No. Non si è vista l’ombra di un passo avanti, né in sede di coalizione di governo né in sede politica. Il principale motivo risiede nel fatto che forse si tratta di una prospettiva impossibile rispetto ai singoli elettorati. Lo dimostrano le candidature non unitarie alle prossime regionali. Nel migliore dei casi Zingaretti lancia dei penultimatum al governo: in cambio ottiene un incontro col premier. Ricordo, quando muovevo i primi passi in Parlamento, che al tempo dei fortissimi contrasti fra Craxi e De Mita un collega giornalista parlamentare Renato Venditti era solito dire “si sono visti, c’è l’accordo”. Oggi è un po’ così.

Ma dopo?

Due giorni dopo tutto ricomincia come prima. Sono prigionieri di una situazione in cui così non va, ma altro non si può fare.

Il primo fendente è arrivato da un moderato come Andrea Orlando, cresciuto nel vecchio Pci ligure: se lo aspettava?

Era rivolto a Renzi, mi sembra, ma poi ha dato una “sberla” a Bersani in maniera del tutto gratuita. Anche il tramestio sull’altro governo possibile, a cui le frecciate di Orlando sono rivolte, è denso di interrogativi. Chi aprirebbe la crisi? Con quale altra maggioranza? Si tratta di elementi su cui non è possibile glissare. Per cui questa minaccia resta solo un rumore di fondo e non una proposta politica che abbia una qualche base concreta. Ho l’impressione che siano tutte prove con sullo sfondo una grande questione: la segreteria del partito, che è anche all’origine di quest’ultimo fuocherello, oltre che delle rivendicazioni di Gori.

Quanto incide negli equilibri generali il fatto che a guidare il Pd non ci sia una personalità spiccatamente carismatica, come in passato D’Alema, Veltroni o Renzi?

Molto. Ma non saprei sinceramente chi oggi nel Pd abbia uno spiccato carisma e volgendo lo sguardo indietro non ce ne sono stati. Andando ancora più indietro penso a grandi personaggi, discussi e discutibili, che però appartengono tutti al passato abbastanza remoto. D’Alema e Veltroni sono stati gli ultimi: molto diversi, portatori di due prospettive apertamente divergenti. Il primo che perorava il centro-sinistra col trattino, ovvero una grande sinistra collocata in un Ulivo, mentre il secondo dichiaratemente dem. Si tratta di due personaggi dotati di una storia politica chiara a milioni di persone, non a poche centinaia, che sulla base di due visioni politiche o se le davano oppure stringevano accordi, obtorto collo o meno. Una dinamica propria di gruppi dirigenti politici. Oggi non c’è nulla del genere, perché mancano sia quel contenitore partitico, sia un leader carismatico.

Secondo il renziano Davide Faraone, il riformismo è ormai lontano anni luce da questo Pd, mentre Claudio Velardi ha definito la lite una roba da bambini.
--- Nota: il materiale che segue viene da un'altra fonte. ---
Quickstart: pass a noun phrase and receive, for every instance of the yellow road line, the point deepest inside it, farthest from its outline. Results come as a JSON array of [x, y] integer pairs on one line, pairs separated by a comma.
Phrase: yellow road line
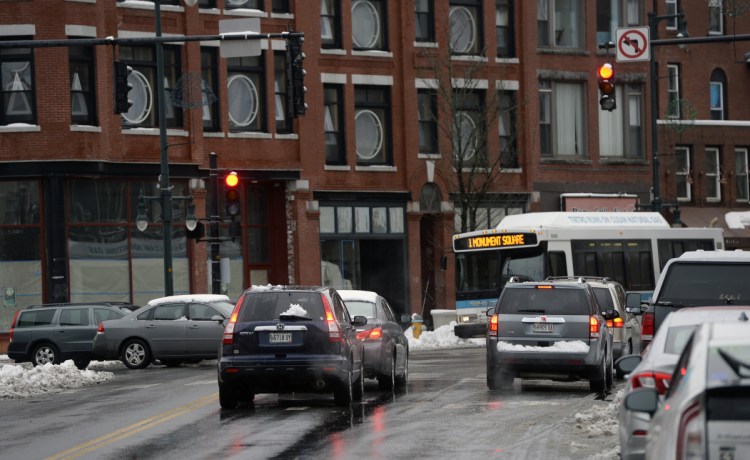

Che ne pensa?

Sul riformismo starei pacato, visto che il contrario di riformista è massimalista: onestamente tutto mi sentirei di dire del Pd, ma non che sia massimalista. Inoltre circa lo scambio di tweet ha ragione Velardi, anche perché come accade tra bambini manca il merito. Su cosa litigano nessuno dei contendenti lo dice apertamente. Se qualcuno facesse loro la fatidica domanda che genitori e nonni porgono ai bambini, ovvero perché stanno litigando, non so se otterebbe risposte.